Economy in freefall and social regression
On the economic front, the picture is equally grim. The rhetoric of monetary sovereignty and self-sufficiency clashes with harsh numbers. Regional isolation has driven up the cost of living and basic necessities. Local businesses suffocate under indirect sanctions, declining foreign investment, and chronic power cuts that paralyse Bamako and Ouagadougou. While national budgets are bled dry to fund the war effort and pay Russian mercenaries (often compensated through mining concessions), basic social services collapse. Thousands of schools remain closed, and the health system is depleted. Instead of investing in human development, national resources are confiscated by military apparatuses.

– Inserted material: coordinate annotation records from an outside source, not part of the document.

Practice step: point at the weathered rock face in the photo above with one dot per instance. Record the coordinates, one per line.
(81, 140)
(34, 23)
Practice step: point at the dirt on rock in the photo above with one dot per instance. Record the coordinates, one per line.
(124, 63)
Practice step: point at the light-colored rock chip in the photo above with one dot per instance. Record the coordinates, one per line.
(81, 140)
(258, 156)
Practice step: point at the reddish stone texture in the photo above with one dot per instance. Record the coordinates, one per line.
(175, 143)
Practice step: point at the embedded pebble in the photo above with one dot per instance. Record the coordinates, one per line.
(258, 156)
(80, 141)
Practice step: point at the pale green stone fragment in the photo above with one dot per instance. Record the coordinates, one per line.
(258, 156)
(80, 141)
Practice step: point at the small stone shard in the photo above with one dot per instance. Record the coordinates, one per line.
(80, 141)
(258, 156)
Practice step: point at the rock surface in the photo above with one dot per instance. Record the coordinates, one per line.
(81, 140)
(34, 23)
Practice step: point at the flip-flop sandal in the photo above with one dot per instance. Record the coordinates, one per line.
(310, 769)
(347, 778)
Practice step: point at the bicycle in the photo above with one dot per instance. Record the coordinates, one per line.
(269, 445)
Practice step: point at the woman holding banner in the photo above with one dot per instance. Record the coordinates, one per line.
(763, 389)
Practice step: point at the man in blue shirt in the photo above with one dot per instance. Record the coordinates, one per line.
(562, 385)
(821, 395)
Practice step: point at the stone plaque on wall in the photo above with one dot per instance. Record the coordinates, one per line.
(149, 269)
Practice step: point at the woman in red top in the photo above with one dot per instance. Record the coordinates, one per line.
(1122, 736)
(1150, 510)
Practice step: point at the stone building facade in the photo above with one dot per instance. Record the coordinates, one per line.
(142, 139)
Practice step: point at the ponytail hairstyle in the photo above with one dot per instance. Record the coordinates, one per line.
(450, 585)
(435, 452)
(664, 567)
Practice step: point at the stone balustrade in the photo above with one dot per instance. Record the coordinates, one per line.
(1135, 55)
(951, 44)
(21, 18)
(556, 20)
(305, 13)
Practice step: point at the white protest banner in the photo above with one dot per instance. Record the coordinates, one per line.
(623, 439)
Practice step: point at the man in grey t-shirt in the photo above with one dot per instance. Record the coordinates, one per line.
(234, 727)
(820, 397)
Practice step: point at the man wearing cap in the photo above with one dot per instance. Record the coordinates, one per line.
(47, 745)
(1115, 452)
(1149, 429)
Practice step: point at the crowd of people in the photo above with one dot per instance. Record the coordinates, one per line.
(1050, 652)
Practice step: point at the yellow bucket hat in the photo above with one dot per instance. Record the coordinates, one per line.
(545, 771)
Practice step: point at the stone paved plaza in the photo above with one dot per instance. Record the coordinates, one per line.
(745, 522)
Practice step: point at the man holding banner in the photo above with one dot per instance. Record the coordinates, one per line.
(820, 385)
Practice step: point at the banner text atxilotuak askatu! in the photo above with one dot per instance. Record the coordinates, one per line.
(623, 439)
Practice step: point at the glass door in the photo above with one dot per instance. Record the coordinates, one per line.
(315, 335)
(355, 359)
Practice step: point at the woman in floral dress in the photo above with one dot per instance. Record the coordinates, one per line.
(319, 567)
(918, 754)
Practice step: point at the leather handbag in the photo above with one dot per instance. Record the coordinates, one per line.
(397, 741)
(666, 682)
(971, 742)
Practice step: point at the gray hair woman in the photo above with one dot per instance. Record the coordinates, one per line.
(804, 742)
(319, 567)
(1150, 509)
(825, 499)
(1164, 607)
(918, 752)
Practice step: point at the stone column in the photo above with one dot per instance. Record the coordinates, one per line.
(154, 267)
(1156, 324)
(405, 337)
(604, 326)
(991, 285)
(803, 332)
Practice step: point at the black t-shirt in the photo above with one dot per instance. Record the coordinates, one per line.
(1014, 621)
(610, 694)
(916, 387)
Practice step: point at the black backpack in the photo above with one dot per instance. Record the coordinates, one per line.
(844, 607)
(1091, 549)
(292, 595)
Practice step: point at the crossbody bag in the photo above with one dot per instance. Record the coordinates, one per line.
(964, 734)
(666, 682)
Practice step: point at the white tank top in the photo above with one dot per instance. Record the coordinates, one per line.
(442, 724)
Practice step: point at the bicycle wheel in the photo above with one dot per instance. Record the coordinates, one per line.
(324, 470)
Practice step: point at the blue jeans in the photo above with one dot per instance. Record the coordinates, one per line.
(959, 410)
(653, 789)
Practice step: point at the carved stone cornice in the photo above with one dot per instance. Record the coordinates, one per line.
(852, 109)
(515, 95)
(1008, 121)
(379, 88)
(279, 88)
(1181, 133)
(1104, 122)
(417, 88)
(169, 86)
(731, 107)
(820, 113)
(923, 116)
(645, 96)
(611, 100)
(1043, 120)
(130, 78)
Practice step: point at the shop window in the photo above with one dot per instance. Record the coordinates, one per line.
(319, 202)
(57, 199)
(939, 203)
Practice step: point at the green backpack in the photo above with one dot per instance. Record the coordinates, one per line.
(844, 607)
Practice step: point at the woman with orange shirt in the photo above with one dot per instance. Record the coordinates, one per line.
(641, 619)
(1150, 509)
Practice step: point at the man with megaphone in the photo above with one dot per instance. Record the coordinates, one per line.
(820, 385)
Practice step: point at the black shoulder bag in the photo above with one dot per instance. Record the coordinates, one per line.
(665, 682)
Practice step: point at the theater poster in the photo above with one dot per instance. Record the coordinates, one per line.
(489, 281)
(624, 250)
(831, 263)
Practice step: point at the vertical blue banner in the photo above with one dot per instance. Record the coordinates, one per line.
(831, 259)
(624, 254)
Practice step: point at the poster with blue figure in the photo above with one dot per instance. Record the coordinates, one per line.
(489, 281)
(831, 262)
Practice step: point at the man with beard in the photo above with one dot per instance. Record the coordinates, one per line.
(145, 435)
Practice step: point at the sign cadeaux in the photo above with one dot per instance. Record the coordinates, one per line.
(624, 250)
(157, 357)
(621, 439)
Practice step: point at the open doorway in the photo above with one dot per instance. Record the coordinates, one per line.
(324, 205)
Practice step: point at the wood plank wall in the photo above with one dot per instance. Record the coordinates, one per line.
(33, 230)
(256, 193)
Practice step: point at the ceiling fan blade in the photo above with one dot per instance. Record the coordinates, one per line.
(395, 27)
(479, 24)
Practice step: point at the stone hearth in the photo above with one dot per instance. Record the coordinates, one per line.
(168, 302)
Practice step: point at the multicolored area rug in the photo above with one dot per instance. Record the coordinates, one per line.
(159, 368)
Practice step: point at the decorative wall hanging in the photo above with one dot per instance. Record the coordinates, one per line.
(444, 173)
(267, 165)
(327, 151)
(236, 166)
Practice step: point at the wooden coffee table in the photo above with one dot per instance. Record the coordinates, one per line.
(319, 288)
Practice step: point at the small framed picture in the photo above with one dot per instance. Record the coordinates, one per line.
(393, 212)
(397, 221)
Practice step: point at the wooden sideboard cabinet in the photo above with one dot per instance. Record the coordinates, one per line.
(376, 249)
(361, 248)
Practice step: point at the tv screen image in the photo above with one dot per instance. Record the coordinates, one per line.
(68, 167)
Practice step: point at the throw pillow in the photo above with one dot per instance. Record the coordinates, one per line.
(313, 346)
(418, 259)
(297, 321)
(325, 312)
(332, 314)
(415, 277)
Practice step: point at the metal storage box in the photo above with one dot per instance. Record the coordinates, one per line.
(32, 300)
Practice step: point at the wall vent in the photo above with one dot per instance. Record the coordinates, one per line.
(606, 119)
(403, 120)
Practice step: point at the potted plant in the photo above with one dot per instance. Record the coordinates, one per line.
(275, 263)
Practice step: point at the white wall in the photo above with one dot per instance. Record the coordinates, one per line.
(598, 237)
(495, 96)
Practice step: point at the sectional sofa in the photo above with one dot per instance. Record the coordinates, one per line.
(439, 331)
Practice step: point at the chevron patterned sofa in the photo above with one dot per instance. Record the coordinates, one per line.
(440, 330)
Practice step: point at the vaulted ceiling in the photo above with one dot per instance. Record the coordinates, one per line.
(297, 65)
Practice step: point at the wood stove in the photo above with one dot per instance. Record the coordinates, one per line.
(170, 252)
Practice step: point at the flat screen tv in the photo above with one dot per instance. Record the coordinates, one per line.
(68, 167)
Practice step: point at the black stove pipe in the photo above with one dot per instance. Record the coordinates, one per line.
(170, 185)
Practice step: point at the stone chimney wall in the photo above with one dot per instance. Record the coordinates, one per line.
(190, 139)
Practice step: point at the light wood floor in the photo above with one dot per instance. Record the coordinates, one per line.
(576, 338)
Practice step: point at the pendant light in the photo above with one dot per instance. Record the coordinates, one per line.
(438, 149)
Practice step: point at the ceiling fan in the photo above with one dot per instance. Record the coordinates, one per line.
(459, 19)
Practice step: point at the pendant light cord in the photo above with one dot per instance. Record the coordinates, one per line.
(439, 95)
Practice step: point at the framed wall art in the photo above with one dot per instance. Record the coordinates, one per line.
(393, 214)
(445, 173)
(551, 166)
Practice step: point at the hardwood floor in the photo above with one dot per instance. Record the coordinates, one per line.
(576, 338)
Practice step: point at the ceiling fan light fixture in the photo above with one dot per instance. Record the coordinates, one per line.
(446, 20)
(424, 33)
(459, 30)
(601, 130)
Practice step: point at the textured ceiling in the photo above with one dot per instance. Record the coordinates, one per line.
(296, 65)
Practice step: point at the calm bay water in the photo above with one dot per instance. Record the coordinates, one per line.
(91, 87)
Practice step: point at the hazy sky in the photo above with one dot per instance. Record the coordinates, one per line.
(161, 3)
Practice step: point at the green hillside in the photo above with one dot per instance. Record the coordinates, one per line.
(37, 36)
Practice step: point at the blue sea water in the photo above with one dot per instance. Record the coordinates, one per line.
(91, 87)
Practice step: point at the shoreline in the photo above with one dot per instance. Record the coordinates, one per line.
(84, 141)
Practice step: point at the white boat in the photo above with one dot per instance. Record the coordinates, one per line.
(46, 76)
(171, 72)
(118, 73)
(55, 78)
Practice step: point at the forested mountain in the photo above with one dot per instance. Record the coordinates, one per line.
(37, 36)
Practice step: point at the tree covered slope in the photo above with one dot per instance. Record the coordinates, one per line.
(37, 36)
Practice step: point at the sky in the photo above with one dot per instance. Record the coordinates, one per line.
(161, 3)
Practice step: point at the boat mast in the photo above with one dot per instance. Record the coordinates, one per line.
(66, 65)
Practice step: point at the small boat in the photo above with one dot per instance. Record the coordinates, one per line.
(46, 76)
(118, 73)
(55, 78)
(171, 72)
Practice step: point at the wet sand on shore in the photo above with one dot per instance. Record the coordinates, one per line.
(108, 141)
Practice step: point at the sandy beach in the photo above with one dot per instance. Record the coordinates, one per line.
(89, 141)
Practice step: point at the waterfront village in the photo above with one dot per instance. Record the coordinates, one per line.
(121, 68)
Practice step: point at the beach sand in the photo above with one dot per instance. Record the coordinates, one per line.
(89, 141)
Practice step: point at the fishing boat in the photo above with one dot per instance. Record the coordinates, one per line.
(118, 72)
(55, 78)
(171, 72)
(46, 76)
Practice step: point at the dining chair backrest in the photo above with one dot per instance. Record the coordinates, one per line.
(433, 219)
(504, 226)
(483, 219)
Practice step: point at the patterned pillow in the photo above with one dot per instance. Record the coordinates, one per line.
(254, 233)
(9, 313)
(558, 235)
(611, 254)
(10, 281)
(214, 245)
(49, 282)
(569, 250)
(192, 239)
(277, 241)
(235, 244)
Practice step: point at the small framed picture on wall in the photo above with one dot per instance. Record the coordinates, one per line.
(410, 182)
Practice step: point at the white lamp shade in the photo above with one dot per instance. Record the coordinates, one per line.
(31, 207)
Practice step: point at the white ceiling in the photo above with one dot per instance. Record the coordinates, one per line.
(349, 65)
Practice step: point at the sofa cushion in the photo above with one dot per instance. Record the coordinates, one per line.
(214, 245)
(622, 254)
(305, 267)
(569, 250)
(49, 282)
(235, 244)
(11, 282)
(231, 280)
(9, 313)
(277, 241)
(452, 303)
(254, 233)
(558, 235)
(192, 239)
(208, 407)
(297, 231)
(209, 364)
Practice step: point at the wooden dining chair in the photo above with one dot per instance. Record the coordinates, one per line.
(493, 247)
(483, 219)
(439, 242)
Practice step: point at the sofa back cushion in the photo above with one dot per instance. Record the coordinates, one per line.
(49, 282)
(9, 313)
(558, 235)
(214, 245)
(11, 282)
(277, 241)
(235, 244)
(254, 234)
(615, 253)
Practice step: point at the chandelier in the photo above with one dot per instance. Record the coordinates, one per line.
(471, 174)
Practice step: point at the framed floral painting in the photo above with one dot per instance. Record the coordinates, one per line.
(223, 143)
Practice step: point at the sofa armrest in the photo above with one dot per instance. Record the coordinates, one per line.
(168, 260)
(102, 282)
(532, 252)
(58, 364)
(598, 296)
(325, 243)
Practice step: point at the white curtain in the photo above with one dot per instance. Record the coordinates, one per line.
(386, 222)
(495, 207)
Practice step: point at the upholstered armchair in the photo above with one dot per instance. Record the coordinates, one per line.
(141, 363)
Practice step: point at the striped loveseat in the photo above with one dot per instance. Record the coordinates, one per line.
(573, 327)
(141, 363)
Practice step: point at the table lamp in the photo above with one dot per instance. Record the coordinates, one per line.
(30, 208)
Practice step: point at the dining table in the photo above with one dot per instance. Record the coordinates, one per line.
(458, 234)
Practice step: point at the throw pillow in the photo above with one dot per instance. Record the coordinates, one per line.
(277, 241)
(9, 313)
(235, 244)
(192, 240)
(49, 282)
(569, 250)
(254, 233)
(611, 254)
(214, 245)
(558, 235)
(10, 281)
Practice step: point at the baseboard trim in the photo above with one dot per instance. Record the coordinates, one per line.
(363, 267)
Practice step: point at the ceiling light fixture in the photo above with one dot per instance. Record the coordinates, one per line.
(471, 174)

A change of masters, not liberation
Four years after the great divorce from Paris, the assessment is bitter. The Sahel is neither safer, nor more prosperous, nor more independent. By chasing out an imperfect but predictable Western partner, AES leaders have thrown their countries into the arms of an opportunistic Russia whose only objective is geopolitical. The promised “second independence” has turned into a tragic economic and security regression, where the sovereignty brandished at the top serves only as a screen for the asphyxiation of the people below.